Spicy Indian Chickpeas
Balance the spicy flavor of the chickpeas with a cooling cucumber yogurt salad.
From the book "Mad Hungry," by Lucinda Scala Quinn (Artisan Books).
Mad Hungry, January 2011
- 2 1/2 tablespoons vegetable oil
- 1 medium onion, finely chopped (about 1 1/2 cups), plus 1 small onion, sliced, for garnish
- 8 cloves garlic, minced (2 tablespoons)
- 1 3-inch-square piece of peeled fresh ginger, minced (3 tablespoons)
- 1 1/2 teaspoons ground cinnamon
- 1 1/2 teaspoons garam masala
- 2 teaspoons ground cumin
- 1 teaspoon ground coriander
- 1/2 teaspoon ground cloves
- 1/4 teaspoon cayenne pepper
- 2 1/2 teaspoons coarse salt
- 2 tablespoons tomato paste
- 3 15-ounce cans chickpeas, drained (1 cup liquid reserved)
- 1 large tomato, sliced in wedges, for garnishing
- 3 hot fresh green chiles, sliced lengthwise and seeded, for garnishing
- Heat large skillet and swirl in the oil.
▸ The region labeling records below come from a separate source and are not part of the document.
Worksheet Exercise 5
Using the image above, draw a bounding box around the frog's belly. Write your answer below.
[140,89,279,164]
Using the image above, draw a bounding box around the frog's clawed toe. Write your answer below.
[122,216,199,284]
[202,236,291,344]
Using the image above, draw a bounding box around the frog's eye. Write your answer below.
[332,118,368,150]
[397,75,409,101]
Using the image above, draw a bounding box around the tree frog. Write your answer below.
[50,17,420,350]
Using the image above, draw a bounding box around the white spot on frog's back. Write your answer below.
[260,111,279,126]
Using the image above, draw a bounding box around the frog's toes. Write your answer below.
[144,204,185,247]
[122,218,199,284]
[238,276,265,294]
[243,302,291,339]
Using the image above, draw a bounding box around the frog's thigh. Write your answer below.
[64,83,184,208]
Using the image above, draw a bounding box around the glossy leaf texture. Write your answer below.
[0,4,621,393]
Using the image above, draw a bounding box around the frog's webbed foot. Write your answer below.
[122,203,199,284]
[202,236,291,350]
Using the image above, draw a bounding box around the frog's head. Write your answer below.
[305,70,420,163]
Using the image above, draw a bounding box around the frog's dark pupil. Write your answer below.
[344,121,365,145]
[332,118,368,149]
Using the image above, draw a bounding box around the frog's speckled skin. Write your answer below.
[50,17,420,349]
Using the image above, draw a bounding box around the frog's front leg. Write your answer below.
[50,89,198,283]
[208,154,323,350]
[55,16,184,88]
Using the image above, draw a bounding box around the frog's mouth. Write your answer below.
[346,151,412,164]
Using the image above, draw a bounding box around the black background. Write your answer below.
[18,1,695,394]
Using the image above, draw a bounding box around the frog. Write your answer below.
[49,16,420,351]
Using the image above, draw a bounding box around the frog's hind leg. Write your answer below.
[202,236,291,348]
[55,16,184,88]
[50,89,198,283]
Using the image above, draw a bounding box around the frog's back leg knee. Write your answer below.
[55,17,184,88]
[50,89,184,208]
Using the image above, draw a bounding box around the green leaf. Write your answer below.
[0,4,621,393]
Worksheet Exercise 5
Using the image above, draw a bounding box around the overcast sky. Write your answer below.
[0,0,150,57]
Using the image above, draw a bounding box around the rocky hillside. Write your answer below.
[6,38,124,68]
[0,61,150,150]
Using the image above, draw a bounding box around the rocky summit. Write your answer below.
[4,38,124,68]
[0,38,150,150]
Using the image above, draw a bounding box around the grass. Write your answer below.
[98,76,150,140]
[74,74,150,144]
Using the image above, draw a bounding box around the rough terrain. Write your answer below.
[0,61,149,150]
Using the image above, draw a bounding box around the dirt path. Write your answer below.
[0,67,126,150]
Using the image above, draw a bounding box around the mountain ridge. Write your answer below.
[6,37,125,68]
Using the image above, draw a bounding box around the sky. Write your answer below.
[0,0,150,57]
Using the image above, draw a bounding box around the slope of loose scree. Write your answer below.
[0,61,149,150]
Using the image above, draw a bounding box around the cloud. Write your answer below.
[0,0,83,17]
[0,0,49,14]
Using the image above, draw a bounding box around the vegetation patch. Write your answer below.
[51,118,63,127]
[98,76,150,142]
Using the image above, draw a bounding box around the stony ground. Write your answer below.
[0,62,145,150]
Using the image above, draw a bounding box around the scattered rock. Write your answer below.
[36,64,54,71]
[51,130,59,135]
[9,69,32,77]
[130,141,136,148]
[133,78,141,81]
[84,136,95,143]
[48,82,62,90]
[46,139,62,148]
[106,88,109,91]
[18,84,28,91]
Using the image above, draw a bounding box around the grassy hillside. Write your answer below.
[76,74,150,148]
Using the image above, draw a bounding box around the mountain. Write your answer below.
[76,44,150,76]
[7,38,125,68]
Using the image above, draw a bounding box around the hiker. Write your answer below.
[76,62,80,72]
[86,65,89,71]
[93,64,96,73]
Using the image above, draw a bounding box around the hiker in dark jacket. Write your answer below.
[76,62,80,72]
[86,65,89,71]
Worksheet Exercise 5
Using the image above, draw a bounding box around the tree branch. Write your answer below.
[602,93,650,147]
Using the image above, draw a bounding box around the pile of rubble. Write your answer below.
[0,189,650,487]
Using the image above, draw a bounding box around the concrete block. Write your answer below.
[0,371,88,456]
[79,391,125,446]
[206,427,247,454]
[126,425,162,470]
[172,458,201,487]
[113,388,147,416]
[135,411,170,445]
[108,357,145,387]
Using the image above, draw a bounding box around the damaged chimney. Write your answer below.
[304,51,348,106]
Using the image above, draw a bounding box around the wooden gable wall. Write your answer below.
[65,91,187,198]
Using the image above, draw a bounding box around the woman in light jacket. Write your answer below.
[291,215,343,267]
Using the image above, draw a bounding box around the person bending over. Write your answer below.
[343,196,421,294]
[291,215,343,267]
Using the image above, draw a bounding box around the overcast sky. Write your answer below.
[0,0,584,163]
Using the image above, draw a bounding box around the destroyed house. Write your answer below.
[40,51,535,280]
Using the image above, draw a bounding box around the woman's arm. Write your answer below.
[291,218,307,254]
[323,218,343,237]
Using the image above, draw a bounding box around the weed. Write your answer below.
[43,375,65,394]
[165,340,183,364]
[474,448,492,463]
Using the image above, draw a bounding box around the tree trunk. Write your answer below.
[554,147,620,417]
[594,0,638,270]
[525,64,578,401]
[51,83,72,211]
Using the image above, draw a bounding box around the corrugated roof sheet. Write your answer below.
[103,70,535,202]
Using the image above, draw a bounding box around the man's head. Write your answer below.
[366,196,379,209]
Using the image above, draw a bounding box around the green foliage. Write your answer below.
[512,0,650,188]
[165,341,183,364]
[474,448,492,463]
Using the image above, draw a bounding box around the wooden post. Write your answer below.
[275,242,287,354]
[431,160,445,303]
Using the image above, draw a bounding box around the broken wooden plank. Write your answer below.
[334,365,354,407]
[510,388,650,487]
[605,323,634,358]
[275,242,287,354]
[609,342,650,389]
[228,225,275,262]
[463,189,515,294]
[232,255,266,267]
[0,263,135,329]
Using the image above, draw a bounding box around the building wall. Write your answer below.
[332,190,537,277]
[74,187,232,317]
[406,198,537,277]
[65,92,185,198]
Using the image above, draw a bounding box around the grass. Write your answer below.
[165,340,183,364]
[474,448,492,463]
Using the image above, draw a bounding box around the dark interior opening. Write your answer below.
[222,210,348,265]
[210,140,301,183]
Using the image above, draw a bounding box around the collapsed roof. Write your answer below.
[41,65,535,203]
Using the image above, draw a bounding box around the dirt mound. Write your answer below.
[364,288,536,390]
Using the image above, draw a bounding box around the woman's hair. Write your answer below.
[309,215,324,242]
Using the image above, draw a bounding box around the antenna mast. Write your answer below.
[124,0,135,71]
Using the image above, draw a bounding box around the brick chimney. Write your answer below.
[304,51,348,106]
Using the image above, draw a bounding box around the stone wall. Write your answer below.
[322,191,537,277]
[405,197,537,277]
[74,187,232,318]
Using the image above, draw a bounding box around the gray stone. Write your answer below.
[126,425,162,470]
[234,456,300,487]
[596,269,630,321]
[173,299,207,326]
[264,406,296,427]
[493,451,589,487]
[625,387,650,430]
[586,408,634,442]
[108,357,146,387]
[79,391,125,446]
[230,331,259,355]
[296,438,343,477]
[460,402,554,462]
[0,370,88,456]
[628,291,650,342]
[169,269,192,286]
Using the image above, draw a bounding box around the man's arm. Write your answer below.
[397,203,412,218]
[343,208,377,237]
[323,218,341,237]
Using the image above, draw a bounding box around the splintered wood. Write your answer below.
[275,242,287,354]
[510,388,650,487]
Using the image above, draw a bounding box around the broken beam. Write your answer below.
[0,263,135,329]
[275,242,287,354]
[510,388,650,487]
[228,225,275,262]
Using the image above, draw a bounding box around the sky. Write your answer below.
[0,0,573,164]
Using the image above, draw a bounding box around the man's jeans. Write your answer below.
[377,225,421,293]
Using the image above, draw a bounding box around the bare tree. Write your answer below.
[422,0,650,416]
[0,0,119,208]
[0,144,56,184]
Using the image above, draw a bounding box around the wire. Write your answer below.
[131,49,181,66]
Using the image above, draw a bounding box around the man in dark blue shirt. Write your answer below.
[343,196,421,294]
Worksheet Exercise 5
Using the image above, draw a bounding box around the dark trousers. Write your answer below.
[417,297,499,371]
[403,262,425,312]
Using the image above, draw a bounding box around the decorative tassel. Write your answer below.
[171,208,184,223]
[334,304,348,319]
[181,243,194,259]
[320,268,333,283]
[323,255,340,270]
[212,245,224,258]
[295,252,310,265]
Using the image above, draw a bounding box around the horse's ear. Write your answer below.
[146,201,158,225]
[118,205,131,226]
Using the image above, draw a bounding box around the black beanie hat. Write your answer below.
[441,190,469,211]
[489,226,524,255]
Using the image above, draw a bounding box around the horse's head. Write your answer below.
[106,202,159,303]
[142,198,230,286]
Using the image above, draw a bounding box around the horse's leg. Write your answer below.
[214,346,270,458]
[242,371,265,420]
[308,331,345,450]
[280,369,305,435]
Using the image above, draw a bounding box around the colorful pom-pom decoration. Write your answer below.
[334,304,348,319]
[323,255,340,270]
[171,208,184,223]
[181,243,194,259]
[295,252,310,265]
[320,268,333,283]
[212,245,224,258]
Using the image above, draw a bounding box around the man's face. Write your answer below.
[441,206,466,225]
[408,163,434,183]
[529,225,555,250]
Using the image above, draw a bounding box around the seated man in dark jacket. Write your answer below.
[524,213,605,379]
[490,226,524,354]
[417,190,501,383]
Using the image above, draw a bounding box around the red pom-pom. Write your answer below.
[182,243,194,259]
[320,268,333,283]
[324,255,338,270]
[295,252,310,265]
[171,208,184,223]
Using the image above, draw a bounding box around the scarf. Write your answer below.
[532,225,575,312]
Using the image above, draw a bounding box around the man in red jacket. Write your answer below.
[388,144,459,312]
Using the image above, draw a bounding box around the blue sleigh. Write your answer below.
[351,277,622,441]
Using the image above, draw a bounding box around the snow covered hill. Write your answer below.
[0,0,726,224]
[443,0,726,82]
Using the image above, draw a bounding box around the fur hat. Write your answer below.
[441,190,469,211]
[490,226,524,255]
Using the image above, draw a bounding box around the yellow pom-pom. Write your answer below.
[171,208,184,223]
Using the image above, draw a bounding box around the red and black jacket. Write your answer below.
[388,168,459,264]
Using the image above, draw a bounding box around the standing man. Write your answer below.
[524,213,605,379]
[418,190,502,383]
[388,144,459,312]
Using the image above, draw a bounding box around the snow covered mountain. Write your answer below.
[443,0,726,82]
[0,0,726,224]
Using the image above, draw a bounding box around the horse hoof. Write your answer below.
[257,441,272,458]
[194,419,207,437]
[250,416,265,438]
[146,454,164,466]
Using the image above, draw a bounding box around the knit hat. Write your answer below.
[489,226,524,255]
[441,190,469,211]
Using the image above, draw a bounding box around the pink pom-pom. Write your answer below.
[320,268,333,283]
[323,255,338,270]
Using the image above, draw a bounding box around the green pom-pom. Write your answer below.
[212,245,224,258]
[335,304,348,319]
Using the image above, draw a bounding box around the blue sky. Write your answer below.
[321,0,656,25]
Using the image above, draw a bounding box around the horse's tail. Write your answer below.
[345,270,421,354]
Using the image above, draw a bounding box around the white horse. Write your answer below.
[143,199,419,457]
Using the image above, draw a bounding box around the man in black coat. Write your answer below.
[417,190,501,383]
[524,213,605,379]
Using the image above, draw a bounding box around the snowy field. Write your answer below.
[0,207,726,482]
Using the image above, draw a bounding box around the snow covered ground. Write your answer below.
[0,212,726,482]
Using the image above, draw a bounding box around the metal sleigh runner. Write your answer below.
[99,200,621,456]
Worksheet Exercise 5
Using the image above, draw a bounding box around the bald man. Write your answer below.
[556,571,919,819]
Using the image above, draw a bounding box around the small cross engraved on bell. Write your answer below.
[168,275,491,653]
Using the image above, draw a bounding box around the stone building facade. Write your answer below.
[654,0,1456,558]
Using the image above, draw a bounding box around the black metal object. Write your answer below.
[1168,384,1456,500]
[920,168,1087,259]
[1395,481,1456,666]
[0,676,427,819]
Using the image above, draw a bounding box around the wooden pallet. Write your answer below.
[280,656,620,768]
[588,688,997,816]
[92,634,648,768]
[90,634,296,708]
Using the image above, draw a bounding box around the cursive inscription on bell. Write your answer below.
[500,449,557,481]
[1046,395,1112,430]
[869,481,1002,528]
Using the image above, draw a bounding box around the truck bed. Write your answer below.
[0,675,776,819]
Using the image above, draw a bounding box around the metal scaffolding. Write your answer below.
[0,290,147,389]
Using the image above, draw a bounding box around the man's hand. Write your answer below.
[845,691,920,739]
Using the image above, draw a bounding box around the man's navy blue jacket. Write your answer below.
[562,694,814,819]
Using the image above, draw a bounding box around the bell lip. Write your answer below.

Add the chopped onion, garlic, and ginger. Saute until soft and lightly golden, 5 to 6 minutes.
- In a small bowl, combine the cinnamon, garam masala, cumin, coriander, cloves, cayenne, and salt. Add to the onion mixture; cook and stir in the spices to lightly toast, 1 to 2 minutes. Stir in the tomato paste and cook for another few minutes to combine. The color should be dark red.
- Add the chickpeas plus the cup of reserved liquid. Stir to combine. Cover and cook over medium heat for 10 minutes, removing the cover in the last few minutes. Remove from the heat and let sit for a minute to allow the beans to soak up the spice flavors. Season with salt to taste.
- Serve in a shallow bowl garnished with the sliced onion, tomato wedges, and slices of green chiles.